When one buys a bond or a CD, they are buying an agreement that obligates the issuer to pay x percent of a specific amount on certain dates and pay a specific amount upon a specified maturity date. In most cases, people conceptualize interest as an amount paid in addition to principal.
By contrast, neither the amount of a dividend nor a principal value is guaranteed. In fact, the act of paying a dividend, in effect, reduces the principal amount. Many clients do not know what trading ex-dividend means or why it happens. A fairly effective way of explaining how dividends payments get to them is through a simple illustration.
Ask the client to imagine handing a $5 bill to the next person that comes down the sidewalk. Now ask, did your net worth increase, decrease or stay the same. The answer, of course, is their net worth declined by $5.
The same thing happens to a corporation when it pays a cash dividend. It takes money out of its account and hands it to shareholders. The stock trades lower by the amount of the dividend to reflect the decrease in the company’s net worth.
As a receiver of the payment the shareholder’s net worth is unchanged. It has just changed form a little. Instead of just owning the stock, the shareholder has $5 cash and stock worth $5 less. If owned in a taxable account, the shareholder now gets to pay taxes on the dividend.

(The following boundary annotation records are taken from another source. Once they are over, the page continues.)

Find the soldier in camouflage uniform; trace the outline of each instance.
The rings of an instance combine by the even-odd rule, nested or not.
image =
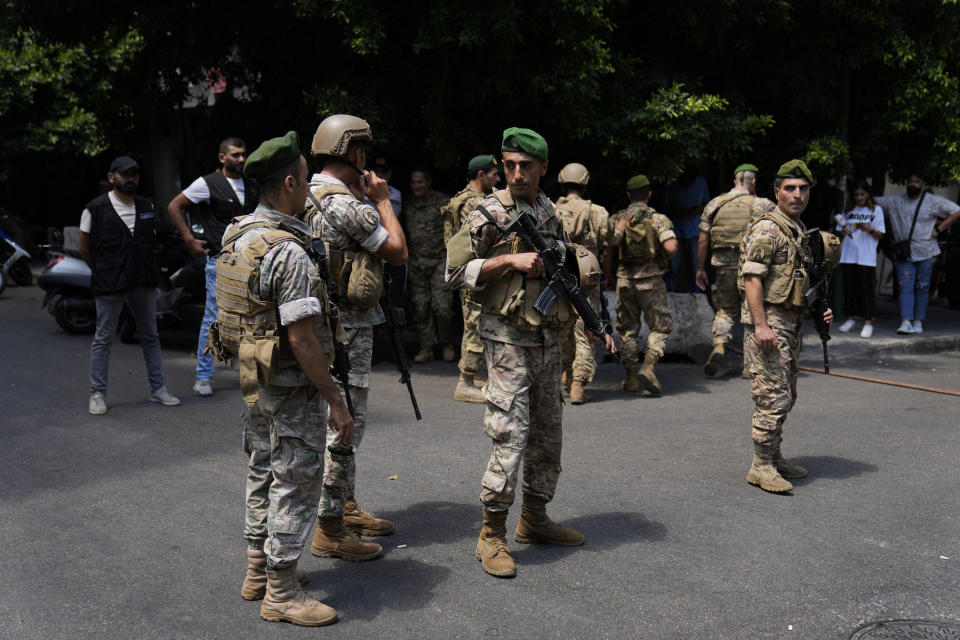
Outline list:
[[[450,198],[442,210],[443,244],[450,242],[467,214],[500,184],[497,159],[491,155],[474,156],[467,164],[467,186]],[[453,391],[453,399],[460,402],[486,402],[480,389],[486,384],[487,366],[483,362],[483,342],[477,335],[480,305],[470,299],[467,291],[460,292],[463,306],[463,339],[460,342],[460,378]]]
[[[433,360],[433,347],[439,341],[443,360],[457,357],[453,346],[453,301],[444,285],[443,271],[446,248],[443,242],[444,221],[440,210],[450,196],[430,188],[432,177],[425,169],[410,174],[412,196],[404,205],[406,233],[410,239],[410,262],[407,276],[410,300],[420,333],[420,350],[414,362]]]
[[[246,405],[248,549],[241,594],[263,599],[265,620],[320,626],[337,613],[303,592],[296,565],[320,498],[328,407],[335,442],[349,448],[353,439],[353,419],[327,368],[342,331],[311,252],[310,229],[293,217],[307,191],[296,133],[263,143],[244,173],[259,182],[260,205],[224,235],[219,317],[211,330],[218,344],[234,332]],[[279,349],[262,349],[262,341]]]
[[[534,216],[549,242],[566,241],[553,203],[539,190],[547,171],[547,143],[529,129],[503,132],[509,189],[495,191],[473,210],[447,250],[447,281],[466,288],[481,306],[477,332],[487,360],[484,432],[493,453],[481,481],[483,529],[476,557],[487,573],[509,577],[516,565],[507,549],[507,510],[523,461],[523,510],[514,532],[520,543],[583,544],[583,535],[546,514],[560,475],[563,396],[560,333],[576,318],[566,298],[546,316],[533,308],[542,289],[540,256],[503,227],[518,212]]]
[[[740,313],[737,291],[737,266],[740,264],[740,242],[750,222],[762,213],[773,210],[774,204],[756,197],[758,169],[742,164],[733,172],[733,188],[707,203],[700,216],[700,238],[697,240],[697,286],[707,290],[707,254],[716,273],[713,289],[713,350],[703,367],[708,376],[715,375],[723,359],[730,331]]]
[[[354,116],[338,114],[320,123],[311,151],[323,161],[323,170],[310,180],[305,214],[314,237],[323,240],[330,254],[340,319],[348,335],[348,386],[356,424],[354,451],[367,426],[373,327],[384,322],[379,306],[383,260],[399,265],[407,259],[406,239],[393,213],[386,181],[361,170],[372,140],[370,126]],[[368,197],[376,208],[363,203]],[[332,438],[331,430],[328,442]],[[317,556],[345,560],[376,558],[380,546],[359,541],[354,534],[387,535],[393,531],[393,523],[357,504],[356,456],[350,458],[344,472],[345,507],[340,506],[341,496],[334,489],[341,484],[340,479],[328,473],[324,480],[311,551]]]
[[[800,160],[777,171],[776,208],[751,223],[740,251],[737,285],[744,294],[740,320],[749,368],[753,413],[753,462],[747,482],[773,493],[793,489],[786,478],[807,470],[780,453],[783,422],[797,400],[797,359],[802,337],[808,250],[800,214],[810,201],[813,175]],[[827,309],[829,324],[833,312]]]
[[[648,206],[650,181],[638,175],[627,181],[630,206],[610,218],[610,246],[620,248],[617,267],[617,331],[620,333],[620,363],[626,378],[624,391],[640,390],[640,380],[654,395],[663,389],[654,367],[663,357],[667,336],[673,331],[673,317],[667,304],[663,275],[670,257],[677,251],[677,237],[670,218]],[[608,263],[607,260],[604,260]],[[643,366],[640,360],[641,314],[650,327]]]
[[[607,222],[610,215],[600,205],[583,199],[583,193],[590,182],[590,172],[582,164],[572,162],[560,170],[557,180],[564,192],[557,200],[557,214],[563,221],[567,236],[571,242],[586,247],[599,258],[607,245]],[[602,297],[597,304],[603,304]],[[597,372],[592,342],[587,336],[583,318],[578,318],[573,329],[565,332],[561,339],[562,380],[570,392],[571,404],[583,404],[587,401],[584,388],[590,384]]]

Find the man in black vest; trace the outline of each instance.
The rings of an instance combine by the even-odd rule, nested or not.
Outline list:
[[[97,332],[90,345],[90,403],[93,415],[107,412],[107,370],[117,319],[124,303],[130,307],[140,334],[150,380],[147,400],[165,406],[180,401],[163,382],[160,337],[157,334],[156,286],[160,269],[153,203],[134,195],[140,167],[120,156],[110,163],[107,180],[113,189],[87,203],[80,217],[80,255],[93,273],[90,290],[97,305]]]
[[[240,138],[225,138],[220,143],[220,168],[197,178],[170,201],[167,212],[194,256],[206,256],[207,304],[200,324],[197,341],[197,380],[193,393],[206,397],[213,395],[213,355],[204,354],[210,325],[217,319],[217,254],[223,232],[236,216],[243,216],[257,208],[260,200],[255,182],[243,176],[247,159],[247,145]],[[190,208],[187,225],[183,209]],[[192,227],[192,230],[191,230]],[[194,233],[202,233],[198,238]]]

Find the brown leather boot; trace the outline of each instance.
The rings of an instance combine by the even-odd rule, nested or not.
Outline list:
[[[655,396],[663,393],[663,387],[660,386],[660,381],[657,380],[656,374],[653,373],[653,368],[657,366],[659,360],[659,356],[647,351],[647,354],[643,356],[643,366],[640,367],[639,374],[640,379],[643,381],[643,386]]]
[[[517,565],[507,550],[506,511],[483,510],[483,529],[480,530],[474,555],[483,565],[483,570],[492,576],[512,578],[517,575]]]
[[[388,536],[393,533],[393,523],[377,518],[357,504],[356,498],[347,498],[343,510],[343,524],[362,536]]]
[[[313,534],[310,553],[320,558],[342,558],[360,562],[380,557],[380,545],[364,542],[355,531],[347,529],[343,518],[319,518]]]
[[[523,510],[513,539],[520,544],[545,542],[563,547],[583,544],[583,534],[569,527],[561,527],[547,515],[547,503],[542,498],[523,494]]]
[[[270,622],[292,622],[303,627],[322,627],[337,619],[337,611],[304,593],[296,579],[296,565],[267,569],[267,593],[260,603],[260,617]]]
[[[787,493],[793,490],[793,485],[783,479],[777,468],[773,466],[773,451],[770,447],[753,443],[753,462],[747,471],[747,482],[758,486],[770,493]]]
[[[587,401],[587,392],[583,388],[583,383],[574,380],[570,386],[570,404],[583,404]]]
[[[466,373],[460,374],[460,379],[457,380],[457,388],[453,390],[453,399],[476,404],[483,404],[487,401],[480,389],[474,386],[473,376]]]

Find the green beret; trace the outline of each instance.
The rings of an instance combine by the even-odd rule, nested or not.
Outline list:
[[[288,131],[282,138],[267,140],[247,156],[247,161],[243,164],[243,175],[260,180],[290,164],[300,155],[300,138],[296,131]]]
[[[497,166],[497,159],[493,156],[473,156],[467,163],[467,173],[473,177],[477,171],[487,171]]]
[[[247,161],[249,162],[249,160]],[[791,160],[784,163],[777,171],[778,178],[803,178],[813,186],[813,174],[803,160]]]
[[[547,141],[536,131],[510,127],[503,131],[501,151],[516,151],[529,153],[534,158],[547,159]]]
[[[644,187],[649,187],[650,181],[647,180],[647,176],[640,174],[633,176],[627,180],[627,191],[635,191],[636,189],[643,189]]]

Most clients don’t realize that the cash to pay the dividend came from coffers filled after corporate taxes were paid and the distribution is not deductible to the corporation. Most also don’t understand that cash paid for dividends aren’t available to be reinvested in staff, facilities, research, development, marketing or any other activity management may want to undertake to improve the health of the business.
Once clients understand these things, they can see why dividend payers are a minority in the market. Many think dividends are a sign of corporate strength and in many cases, they are, but what is viewed as a strength can become a weakness. Just ask GE. Some companies hurt themselves by continuing to pay dividends because they fear a negative reaction from the market or make themselves less competitive.
Dividend-Paying Stocks Are A Good Substitute For Bonds
Yield-obsessed clients can bite on this one a lot. The dynamics I described above can help people get over this one because they see many of the elements of uncertainty involved. Unfortunately, there is a lot of press out there suggesting dividend-paying stocks are great sources of income and dramatically safer than non-dividend-paying stocks.
In addition to the discussion about what happens when a dividend is paid, I’ve also found a simple chart showing the behavior of dividend-focused funds during the financial crisis helps keep client enthusiasm in check. The purported relative safety in some dividend payers pales in comparison to the safety inherent in good-quality bonds and CDs. Look at just about any dividend-paying fund or ETF and its clear, the dividends were of little help if any during the crisis while good-quality bonds were a true safe haven.